Maxine Waters does not speak for Democrats or liberals


By Alan M. Dershowitz


Congresswoman Maxine Waters (D-Calif.) recently told her supporters to hound President Trump’s Cabinet members wherever they find them: “They’re not going to be able to go to a restaurant, they’re not going to be able to stop at a gas station, they’re not going to be able to shop at a department store. The people are going to turn on them, they’re going to protest, they’re going to absolutely harass them.”


Waters does not speak for all Democrats or liberals. Nor do those who threw Sarah Huckabee Sanders out of the Red Hen restaurant. Neither do those who have harassed other members of the Trump administration. But these rude extremists are a symptom of the times. The divisions have gotten so bad that many on both sides refuse to speak or listen to those on the other side. Either you are for Trump or against him, and that is all some people need to know to make judgments about you.

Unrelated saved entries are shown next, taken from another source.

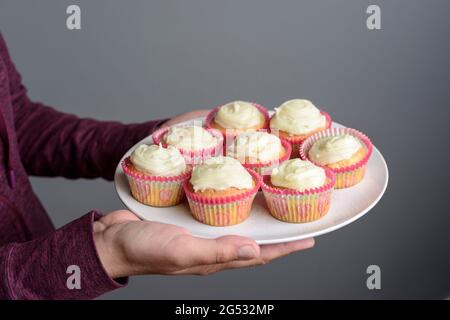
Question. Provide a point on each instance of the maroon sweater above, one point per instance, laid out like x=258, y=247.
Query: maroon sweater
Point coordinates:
x=40, y=141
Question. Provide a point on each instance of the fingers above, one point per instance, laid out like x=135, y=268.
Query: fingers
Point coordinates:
x=267, y=254
x=198, y=251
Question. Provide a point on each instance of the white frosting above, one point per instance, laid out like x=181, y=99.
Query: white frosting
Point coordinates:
x=159, y=161
x=239, y=115
x=333, y=149
x=297, y=117
x=256, y=146
x=190, y=138
x=298, y=174
x=220, y=173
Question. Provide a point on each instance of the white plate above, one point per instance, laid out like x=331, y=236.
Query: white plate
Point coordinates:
x=347, y=205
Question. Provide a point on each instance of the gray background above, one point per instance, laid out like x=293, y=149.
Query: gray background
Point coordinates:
x=137, y=60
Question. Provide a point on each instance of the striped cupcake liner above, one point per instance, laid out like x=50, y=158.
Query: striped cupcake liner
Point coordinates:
x=296, y=141
x=299, y=207
x=222, y=211
x=347, y=176
x=193, y=157
x=153, y=190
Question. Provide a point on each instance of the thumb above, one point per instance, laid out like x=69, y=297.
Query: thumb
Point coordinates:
x=221, y=250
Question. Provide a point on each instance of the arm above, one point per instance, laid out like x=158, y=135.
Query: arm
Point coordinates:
x=37, y=269
x=53, y=143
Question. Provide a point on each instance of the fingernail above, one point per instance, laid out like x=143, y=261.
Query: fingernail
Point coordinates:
x=247, y=252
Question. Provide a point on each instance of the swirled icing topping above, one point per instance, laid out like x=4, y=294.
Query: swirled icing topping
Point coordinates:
x=239, y=115
x=190, y=138
x=159, y=161
x=334, y=149
x=220, y=173
x=297, y=117
x=298, y=174
x=255, y=147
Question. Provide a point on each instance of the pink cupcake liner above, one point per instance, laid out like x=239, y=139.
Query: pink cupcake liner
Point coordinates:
x=265, y=168
x=296, y=141
x=155, y=191
x=346, y=176
x=222, y=211
x=193, y=156
x=295, y=206
x=229, y=136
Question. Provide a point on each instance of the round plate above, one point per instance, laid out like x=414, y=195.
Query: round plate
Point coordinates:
x=347, y=205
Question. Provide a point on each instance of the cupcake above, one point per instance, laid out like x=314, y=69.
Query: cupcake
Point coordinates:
x=295, y=120
x=220, y=191
x=298, y=191
x=155, y=175
x=237, y=117
x=194, y=142
x=346, y=151
x=260, y=151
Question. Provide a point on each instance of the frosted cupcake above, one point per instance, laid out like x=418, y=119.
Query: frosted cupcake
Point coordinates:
x=194, y=142
x=260, y=151
x=346, y=151
x=237, y=117
x=155, y=175
x=297, y=119
x=220, y=191
x=298, y=191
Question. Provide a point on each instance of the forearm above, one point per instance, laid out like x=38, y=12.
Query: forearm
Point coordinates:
x=53, y=143
x=38, y=269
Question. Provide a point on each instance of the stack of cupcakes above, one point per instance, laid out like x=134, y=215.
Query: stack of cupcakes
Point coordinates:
x=259, y=151
x=346, y=151
x=237, y=117
x=295, y=120
x=221, y=191
x=195, y=143
x=155, y=175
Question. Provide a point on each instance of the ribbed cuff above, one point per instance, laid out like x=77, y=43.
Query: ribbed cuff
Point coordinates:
x=44, y=268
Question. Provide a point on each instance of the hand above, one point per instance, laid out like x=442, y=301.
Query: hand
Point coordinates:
x=128, y=246
x=185, y=117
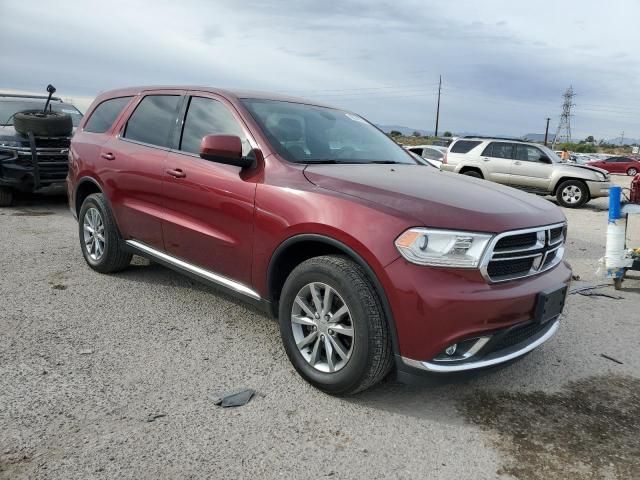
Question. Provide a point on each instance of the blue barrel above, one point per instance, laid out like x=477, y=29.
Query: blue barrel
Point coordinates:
x=615, y=194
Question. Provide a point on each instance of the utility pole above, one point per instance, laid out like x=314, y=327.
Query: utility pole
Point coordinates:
x=564, y=127
x=546, y=132
x=438, y=108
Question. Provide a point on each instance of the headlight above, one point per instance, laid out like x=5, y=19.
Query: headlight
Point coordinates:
x=442, y=248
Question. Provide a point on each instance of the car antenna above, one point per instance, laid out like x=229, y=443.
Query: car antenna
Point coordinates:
x=51, y=89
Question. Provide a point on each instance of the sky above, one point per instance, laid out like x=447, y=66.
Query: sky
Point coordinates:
x=504, y=64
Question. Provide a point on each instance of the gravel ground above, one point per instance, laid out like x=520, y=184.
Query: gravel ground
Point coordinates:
x=115, y=377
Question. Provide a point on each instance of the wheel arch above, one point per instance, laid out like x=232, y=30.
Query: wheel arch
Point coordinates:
x=299, y=248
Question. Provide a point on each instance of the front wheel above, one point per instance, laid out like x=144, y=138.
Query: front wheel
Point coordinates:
x=572, y=194
x=333, y=326
x=100, y=241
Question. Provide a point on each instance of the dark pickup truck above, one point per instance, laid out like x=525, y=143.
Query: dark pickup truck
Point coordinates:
x=34, y=145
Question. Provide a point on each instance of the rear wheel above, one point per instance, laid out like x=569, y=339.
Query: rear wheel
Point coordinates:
x=6, y=197
x=333, y=326
x=572, y=194
x=473, y=173
x=100, y=241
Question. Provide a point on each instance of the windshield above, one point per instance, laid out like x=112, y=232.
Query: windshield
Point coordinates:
x=551, y=154
x=311, y=134
x=8, y=108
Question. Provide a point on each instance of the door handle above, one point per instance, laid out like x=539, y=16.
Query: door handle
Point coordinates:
x=177, y=173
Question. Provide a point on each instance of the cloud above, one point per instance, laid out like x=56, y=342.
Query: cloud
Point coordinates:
x=505, y=67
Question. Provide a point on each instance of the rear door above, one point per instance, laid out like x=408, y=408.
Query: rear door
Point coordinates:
x=136, y=162
x=529, y=170
x=497, y=159
x=209, y=206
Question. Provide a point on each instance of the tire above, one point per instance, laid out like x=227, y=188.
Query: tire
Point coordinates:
x=112, y=257
x=50, y=124
x=572, y=194
x=473, y=173
x=6, y=197
x=369, y=345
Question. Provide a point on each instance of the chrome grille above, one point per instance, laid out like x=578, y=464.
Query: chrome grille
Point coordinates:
x=522, y=253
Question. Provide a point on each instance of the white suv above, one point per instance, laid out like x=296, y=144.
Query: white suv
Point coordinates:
x=527, y=166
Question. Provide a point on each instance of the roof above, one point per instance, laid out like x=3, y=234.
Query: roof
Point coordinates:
x=18, y=96
x=237, y=94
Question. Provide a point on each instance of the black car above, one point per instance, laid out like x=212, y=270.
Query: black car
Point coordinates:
x=34, y=142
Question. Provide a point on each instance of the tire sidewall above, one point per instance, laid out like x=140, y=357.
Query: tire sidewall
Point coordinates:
x=583, y=199
x=357, y=365
x=92, y=202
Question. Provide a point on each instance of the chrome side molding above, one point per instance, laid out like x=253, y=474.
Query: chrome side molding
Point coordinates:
x=200, y=272
x=440, y=368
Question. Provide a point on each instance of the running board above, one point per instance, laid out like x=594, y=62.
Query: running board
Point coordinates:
x=194, y=270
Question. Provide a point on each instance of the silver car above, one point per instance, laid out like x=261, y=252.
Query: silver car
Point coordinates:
x=527, y=166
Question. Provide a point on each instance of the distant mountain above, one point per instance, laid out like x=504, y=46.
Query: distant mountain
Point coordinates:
x=627, y=141
x=406, y=131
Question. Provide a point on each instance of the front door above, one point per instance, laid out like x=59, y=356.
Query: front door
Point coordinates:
x=530, y=168
x=134, y=161
x=496, y=160
x=209, y=206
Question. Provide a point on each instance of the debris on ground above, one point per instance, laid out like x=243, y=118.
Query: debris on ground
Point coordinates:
x=153, y=416
x=611, y=358
x=235, y=399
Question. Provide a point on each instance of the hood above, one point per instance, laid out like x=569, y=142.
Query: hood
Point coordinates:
x=438, y=199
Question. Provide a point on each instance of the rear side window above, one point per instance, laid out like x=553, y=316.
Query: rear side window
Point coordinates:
x=206, y=116
x=105, y=114
x=463, y=146
x=153, y=120
x=499, y=150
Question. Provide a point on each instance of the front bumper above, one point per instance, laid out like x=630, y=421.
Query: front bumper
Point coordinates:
x=434, y=308
x=598, y=189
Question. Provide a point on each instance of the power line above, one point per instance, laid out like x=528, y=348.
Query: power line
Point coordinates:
x=564, y=127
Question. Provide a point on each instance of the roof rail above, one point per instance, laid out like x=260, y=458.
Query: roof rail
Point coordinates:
x=38, y=97
x=512, y=139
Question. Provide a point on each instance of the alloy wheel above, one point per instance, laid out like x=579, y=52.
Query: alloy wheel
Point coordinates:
x=571, y=194
x=93, y=230
x=322, y=327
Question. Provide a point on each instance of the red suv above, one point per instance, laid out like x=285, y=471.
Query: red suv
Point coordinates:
x=370, y=261
x=627, y=165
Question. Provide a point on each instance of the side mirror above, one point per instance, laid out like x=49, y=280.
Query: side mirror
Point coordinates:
x=225, y=149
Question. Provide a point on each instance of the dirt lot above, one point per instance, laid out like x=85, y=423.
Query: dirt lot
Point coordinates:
x=115, y=376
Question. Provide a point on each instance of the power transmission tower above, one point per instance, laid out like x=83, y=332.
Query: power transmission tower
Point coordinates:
x=564, y=127
x=438, y=109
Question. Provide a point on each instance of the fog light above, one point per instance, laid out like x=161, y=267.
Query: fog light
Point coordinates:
x=451, y=349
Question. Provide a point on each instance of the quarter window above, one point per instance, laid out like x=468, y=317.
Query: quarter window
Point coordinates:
x=105, y=114
x=528, y=153
x=206, y=116
x=153, y=119
x=499, y=150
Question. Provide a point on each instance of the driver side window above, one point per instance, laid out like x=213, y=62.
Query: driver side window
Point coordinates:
x=206, y=116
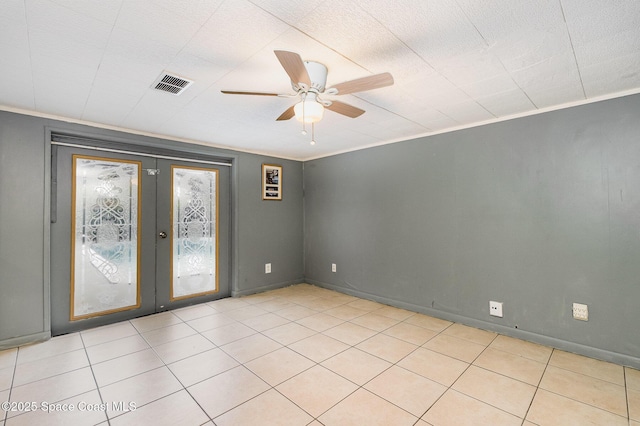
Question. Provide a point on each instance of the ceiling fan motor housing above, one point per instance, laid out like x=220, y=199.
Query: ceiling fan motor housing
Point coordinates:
x=317, y=75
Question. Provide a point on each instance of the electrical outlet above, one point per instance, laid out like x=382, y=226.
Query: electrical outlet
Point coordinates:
x=581, y=312
x=495, y=309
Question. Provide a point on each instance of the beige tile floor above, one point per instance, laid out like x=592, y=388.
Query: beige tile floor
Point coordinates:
x=304, y=355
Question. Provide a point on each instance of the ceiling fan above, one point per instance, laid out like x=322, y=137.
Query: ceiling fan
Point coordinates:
x=308, y=79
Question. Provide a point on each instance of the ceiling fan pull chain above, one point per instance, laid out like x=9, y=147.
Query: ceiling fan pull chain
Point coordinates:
x=304, y=128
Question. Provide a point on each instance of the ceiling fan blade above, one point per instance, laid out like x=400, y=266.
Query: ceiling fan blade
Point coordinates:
x=293, y=65
x=232, y=92
x=287, y=114
x=345, y=109
x=365, y=83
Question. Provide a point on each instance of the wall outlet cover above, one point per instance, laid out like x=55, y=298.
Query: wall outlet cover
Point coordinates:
x=495, y=309
x=580, y=312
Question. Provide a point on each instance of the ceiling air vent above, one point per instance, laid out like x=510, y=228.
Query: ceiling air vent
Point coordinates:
x=171, y=83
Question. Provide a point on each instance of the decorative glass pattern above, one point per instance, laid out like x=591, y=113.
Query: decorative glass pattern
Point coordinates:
x=194, y=245
x=105, y=228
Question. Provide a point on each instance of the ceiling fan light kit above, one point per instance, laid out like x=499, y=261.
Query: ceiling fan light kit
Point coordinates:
x=308, y=80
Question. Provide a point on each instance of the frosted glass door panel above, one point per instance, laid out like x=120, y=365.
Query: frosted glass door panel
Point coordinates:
x=105, y=227
x=194, y=234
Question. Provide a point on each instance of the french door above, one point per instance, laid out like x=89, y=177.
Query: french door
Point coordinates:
x=134, y=235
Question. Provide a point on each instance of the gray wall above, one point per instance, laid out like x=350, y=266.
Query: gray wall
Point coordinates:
x=537, y=212
x=264, y=231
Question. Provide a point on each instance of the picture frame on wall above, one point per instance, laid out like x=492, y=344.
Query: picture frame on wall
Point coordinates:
x=271, y=182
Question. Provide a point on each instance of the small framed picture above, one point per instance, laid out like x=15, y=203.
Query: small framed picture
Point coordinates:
x=271, y=182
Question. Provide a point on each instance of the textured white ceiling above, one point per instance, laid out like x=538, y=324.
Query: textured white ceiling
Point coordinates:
x=456, y=63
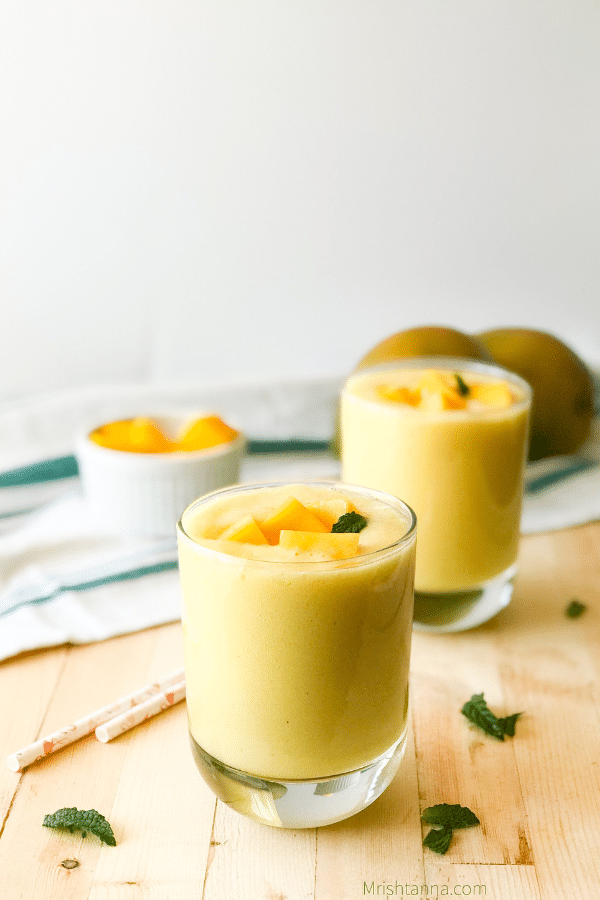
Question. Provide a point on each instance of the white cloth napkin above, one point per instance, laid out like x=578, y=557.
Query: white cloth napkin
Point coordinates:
x=61, y=581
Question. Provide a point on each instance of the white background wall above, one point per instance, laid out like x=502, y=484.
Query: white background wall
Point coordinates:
x=229, y=189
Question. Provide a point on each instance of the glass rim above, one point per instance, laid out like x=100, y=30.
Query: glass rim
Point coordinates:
x=446, y=362
x=408, y=537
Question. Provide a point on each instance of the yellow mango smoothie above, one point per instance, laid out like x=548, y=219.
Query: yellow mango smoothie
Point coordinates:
x=297, y=616
x=450, y=438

I know this because I have experienced this firsthand on Martha’s Vineyard. I am not a Trump supporter nor am I member of the Trump administration. I have strongly and publicly opposed his immigration policies, ranging from the travel ban that was upheld by the Supreme Court to the zero-tolerance policy that led to the separation of parents and children at the border. I oppose other Republican policies as well. I voted for, and contributed handsomely, to Hillary Clinton.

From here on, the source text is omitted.